Frieda Adeline Sobba, the oldest of six children and only daughter of Christopher Sobba and Ruth Ralston, was born August 11, 1916, at Pratt, Kansas and was baptized four days later on the Feast of the Assumption.
When she was one year old, the family moved to western Kansas to a farm in Meade County. She attended the parochial grade school in Fowler, Kansas and was taught by the Dominican nuns from Great Bend, Kansas. After graduating from the public high school, she stayed home until January 1936 and then went to Business College in Wichita, Kansas, for four months. She then started working at the Farm Bureau Office on the Farm Program in Meade, Kansas and worked there for six years, until 1942.
Her oldest brother, John, went to Tucson for his health and Frieda went with him. She worked for a construction company and later was a bookkeeper and accountant for a wholesale plumbing and heating company. During World War II, she did USO work with a Catholic girls group she had joined while in Tucson.
A friend of Frieda’s back in Kansas was a cousin to our Sr. M. Gabriel and asked her to stop and see her sometime. This was how she became acquainted with our congregation. She became an Oblate of our Tucson monastery in 1947 and helped in the library that the Oblates and Sentinels had. She had a home just 4 blocks from the convent. She did volunteer work there until she moved away from Tucson.
She returned home to Kansas to take care of her aging father in 1957. Two years later her father died and she started making inquiries about entering the convent. “I was past the usual age of entrance and did not know if I would be accepted. I was an Oblate of St. Benedict, being affiliated with Conception Abbey, and wanted to continue being a Benedictine and also wanted the Divine Office. I knew I didn’t want to teach and I wanted a life of prayer. Sr. M. Carmelita accepted my application and I entered at the age of 44 on the Feast of St. Agnes, January 21, 1961.

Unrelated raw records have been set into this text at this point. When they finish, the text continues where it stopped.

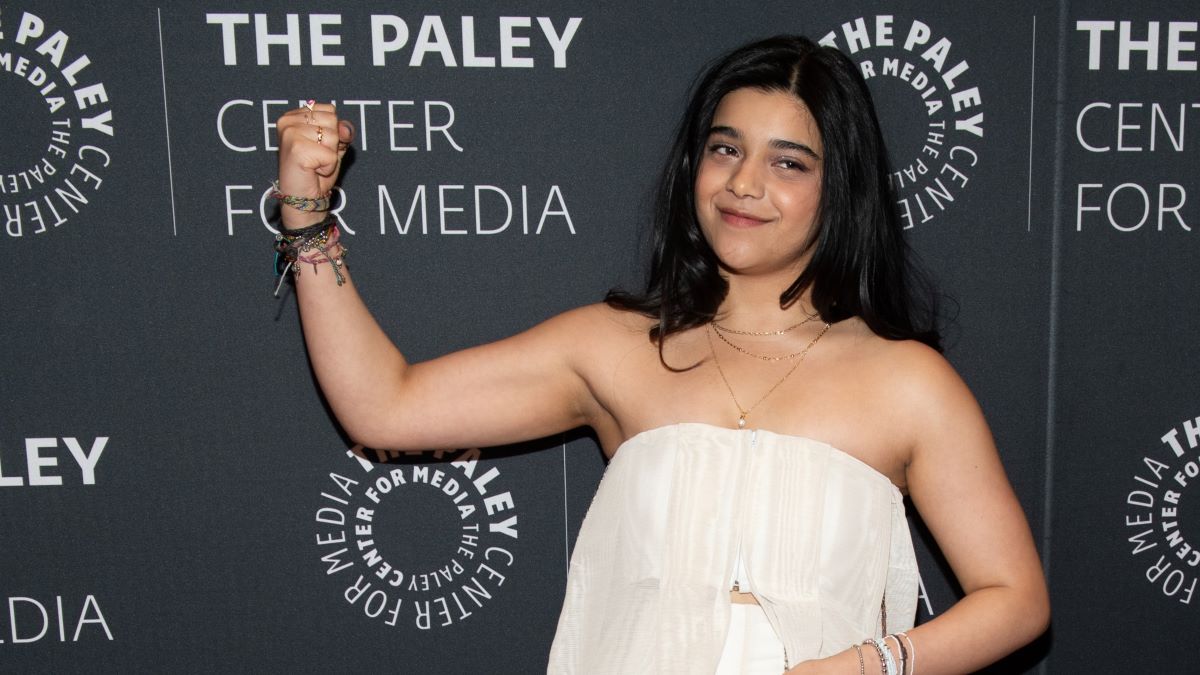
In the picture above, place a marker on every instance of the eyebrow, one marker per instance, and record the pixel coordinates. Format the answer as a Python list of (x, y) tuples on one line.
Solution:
[(777, 143)]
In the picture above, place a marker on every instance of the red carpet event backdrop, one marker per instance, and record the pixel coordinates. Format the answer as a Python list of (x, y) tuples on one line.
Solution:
[(175, 496)]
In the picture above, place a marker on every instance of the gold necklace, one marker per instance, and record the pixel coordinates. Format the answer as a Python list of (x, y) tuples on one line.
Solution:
[(763, 357), (781, 332), (744, 412)]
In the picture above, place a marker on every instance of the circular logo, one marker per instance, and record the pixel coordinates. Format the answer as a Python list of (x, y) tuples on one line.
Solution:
[(1157, 515), (53, 162), (412, 543), (929, 107)]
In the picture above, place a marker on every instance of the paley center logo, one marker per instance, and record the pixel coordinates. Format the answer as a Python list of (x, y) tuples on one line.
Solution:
[(54, 150), (412, 543), (922, 84), (1163, 533)]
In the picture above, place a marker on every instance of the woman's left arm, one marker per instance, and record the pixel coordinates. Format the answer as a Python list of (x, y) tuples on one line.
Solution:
[(959, 487), (960, 490)]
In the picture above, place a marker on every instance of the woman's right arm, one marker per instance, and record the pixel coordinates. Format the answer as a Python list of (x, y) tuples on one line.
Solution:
[(525, 387)]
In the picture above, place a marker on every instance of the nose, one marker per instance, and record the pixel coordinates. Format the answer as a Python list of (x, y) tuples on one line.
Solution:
[(745, 181)]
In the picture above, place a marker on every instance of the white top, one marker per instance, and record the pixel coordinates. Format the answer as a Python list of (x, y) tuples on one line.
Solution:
[(822, 536)]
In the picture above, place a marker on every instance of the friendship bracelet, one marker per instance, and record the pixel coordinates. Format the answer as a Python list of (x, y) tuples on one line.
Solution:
[(322, 237), (886, 659), (307, 231), (303, 203), (904, 655), (912, 653)]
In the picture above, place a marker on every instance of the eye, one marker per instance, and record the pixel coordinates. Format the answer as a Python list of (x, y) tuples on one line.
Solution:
[(791, 165), (723, 149)]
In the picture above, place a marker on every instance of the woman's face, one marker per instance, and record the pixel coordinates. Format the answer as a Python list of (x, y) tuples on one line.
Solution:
[(759, 183)]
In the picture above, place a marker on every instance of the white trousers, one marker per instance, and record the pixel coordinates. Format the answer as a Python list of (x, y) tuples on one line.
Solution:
[(751, 646)]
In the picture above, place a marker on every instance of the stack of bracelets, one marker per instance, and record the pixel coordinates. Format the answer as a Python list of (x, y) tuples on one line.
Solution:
[(312, 245), (900, 662)]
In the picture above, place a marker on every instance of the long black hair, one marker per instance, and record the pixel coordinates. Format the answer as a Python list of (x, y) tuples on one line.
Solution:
[(859, 264)]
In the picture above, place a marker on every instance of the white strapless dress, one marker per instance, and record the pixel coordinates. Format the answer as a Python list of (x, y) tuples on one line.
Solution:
[(822, 535)]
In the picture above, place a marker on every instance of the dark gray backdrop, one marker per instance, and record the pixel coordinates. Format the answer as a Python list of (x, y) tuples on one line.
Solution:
[(143, 338)]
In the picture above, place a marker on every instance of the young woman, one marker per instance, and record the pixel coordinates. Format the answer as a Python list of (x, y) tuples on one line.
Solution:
[(765, 404)]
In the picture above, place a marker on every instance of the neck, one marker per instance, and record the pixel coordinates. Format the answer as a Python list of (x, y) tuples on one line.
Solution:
[(753, 303)]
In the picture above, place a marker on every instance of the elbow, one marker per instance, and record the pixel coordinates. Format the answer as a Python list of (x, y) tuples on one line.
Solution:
[(1035, 613)]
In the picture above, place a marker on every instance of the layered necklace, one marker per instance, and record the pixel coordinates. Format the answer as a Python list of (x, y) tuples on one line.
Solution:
[(714, 328)]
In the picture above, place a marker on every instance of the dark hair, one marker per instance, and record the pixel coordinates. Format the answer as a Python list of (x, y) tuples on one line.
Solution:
[(859, 263)]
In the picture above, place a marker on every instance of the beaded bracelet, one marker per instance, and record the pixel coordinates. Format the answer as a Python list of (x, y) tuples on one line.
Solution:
[(303, 203), (322, 237), (309, 231)]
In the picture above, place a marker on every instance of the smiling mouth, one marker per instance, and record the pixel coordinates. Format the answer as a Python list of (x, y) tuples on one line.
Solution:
[(738, 219)]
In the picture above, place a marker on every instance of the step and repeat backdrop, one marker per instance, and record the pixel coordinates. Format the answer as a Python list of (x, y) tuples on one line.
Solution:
[(174, 495)]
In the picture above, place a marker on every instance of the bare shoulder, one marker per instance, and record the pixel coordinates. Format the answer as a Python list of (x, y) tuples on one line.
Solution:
[(915, 387), (912, 374)]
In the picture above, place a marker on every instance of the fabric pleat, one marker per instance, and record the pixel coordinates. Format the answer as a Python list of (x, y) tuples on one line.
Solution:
[(823, 537)]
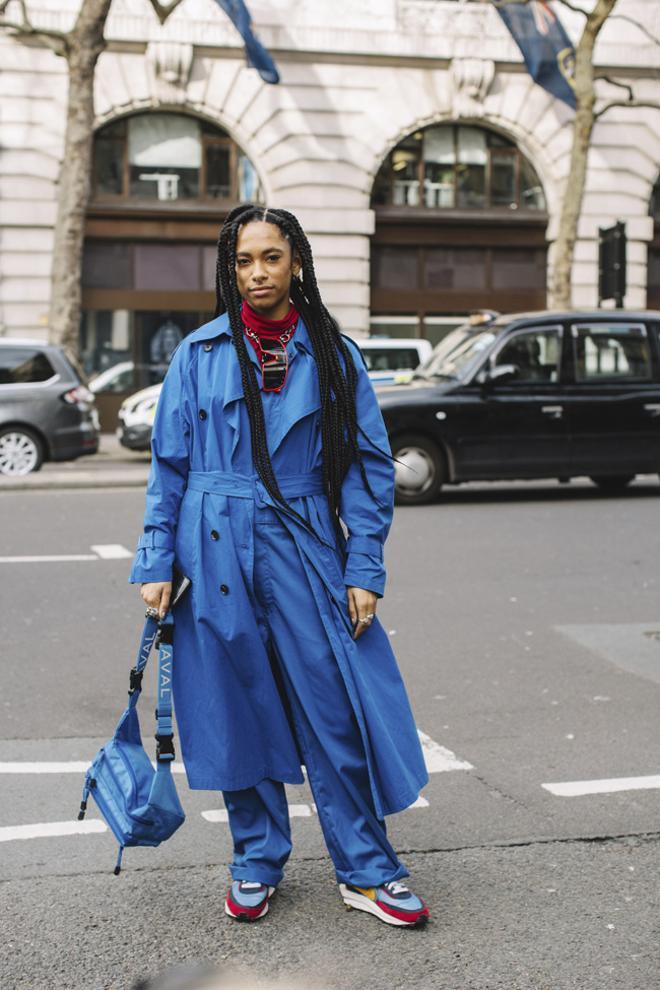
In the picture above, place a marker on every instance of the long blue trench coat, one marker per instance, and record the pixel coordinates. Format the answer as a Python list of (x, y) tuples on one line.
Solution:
[(201, 496)]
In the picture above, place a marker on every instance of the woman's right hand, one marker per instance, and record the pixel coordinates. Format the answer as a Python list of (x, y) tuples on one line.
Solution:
[(157, 594)]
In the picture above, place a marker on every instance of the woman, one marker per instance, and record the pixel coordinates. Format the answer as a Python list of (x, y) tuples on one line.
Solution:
[(267, 433)]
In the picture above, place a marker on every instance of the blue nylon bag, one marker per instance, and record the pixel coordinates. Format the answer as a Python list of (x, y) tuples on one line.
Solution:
[(140, 804)]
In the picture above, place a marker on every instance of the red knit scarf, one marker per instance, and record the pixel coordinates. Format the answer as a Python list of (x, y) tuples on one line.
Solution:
[(268, 329)]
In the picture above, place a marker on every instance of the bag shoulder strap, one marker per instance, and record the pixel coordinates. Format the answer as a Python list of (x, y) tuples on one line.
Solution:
[(161, 635)]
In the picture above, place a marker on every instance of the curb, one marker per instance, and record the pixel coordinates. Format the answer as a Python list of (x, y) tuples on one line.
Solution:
[(98, 479)]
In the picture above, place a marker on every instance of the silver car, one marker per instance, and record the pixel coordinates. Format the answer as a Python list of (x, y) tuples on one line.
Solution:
[(47, 413)]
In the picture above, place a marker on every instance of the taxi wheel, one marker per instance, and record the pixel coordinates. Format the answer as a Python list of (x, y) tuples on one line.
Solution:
[(419, 476), (612, 484)]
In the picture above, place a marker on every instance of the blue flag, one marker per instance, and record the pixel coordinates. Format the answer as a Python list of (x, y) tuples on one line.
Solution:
[(257, 56), (548, 52)]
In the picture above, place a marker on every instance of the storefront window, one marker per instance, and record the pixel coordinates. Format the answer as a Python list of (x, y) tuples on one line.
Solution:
[(457, 166), (169, 157)]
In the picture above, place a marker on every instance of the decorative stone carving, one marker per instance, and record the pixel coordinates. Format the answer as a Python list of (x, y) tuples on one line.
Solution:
[(471, 79), (170, 63)]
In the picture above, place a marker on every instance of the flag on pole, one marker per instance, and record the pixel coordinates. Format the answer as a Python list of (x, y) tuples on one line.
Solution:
[(548, 52), (257, 56)]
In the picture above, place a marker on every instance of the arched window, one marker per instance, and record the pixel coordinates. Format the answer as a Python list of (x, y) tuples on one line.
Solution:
[(171, 157), (163, 183), (460, 225), (653, 270), (456, 166)]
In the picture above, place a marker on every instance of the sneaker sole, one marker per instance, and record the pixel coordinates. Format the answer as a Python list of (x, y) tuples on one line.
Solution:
[(352, 900), (244, 916)]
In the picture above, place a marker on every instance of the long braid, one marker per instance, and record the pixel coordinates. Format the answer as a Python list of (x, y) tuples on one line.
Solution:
[(337, 383)]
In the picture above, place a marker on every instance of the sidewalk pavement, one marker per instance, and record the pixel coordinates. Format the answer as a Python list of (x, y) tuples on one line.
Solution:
[(112, 467)]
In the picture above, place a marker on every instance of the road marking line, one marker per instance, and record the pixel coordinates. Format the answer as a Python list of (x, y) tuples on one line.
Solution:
[(48, 829), (112, 551), (102, 551), (71, 766), (439, 759), (578, 788), (48, 558)]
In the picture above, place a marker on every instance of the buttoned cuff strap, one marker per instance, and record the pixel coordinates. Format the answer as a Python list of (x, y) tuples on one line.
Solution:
[(155, 541), (365, 544)]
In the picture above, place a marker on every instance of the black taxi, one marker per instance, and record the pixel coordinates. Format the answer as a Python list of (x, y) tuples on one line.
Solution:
[(536, 395)]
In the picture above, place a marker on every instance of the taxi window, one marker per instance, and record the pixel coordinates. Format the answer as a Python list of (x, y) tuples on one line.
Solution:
[(612, 352), (535, 353), (391, 358)]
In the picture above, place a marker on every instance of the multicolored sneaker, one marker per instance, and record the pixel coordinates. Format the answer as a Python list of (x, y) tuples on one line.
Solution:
[(247, 900), (392, 902)]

She said one of her favorite memories was the first the Christmas Vespers she experienced as a postulant because the lessons were so beautiful. Frieda was invested on September 12, 1961 and made First Profession on September 12, 1963, receiving the name of Sr. Mary Mildred.
As a novice and a junior sister her work assignments were in the veil room, main kitchen and Infirmary kitchen. She transferred to St. Louis in April of 1968. For the six months before her Final Profession, she worked in the sewing room. She made Perpetual vows on September 12, 1968.
She was then transferred to Tucson for 2 1/2 years to do the bookkeeping. In March of 1971, she moved to Clyde to be sub-prioress for Sr. M. Benita Luetkemeyer. In 1974 she was assigned to St. Louis to be the local bookkeeper and also take care of the Mass intentions for the house and Congregation. She would also work many years in the correspondence department at St. Louis before moving to the infirmary. Some of her many hobbies over the years were reading, doing embroidery work, playing cards and playing pool.
Sr. Mildred died at the age of 92 early Easter Sunday morning on April 12, 2009 at 12:32 AM. Sr. Virginia Anne had been keeping vigil with her and had just stepped out of the room for a moment when Sr. Mildred was called home. The Mass of Christian Burial was held on April 16.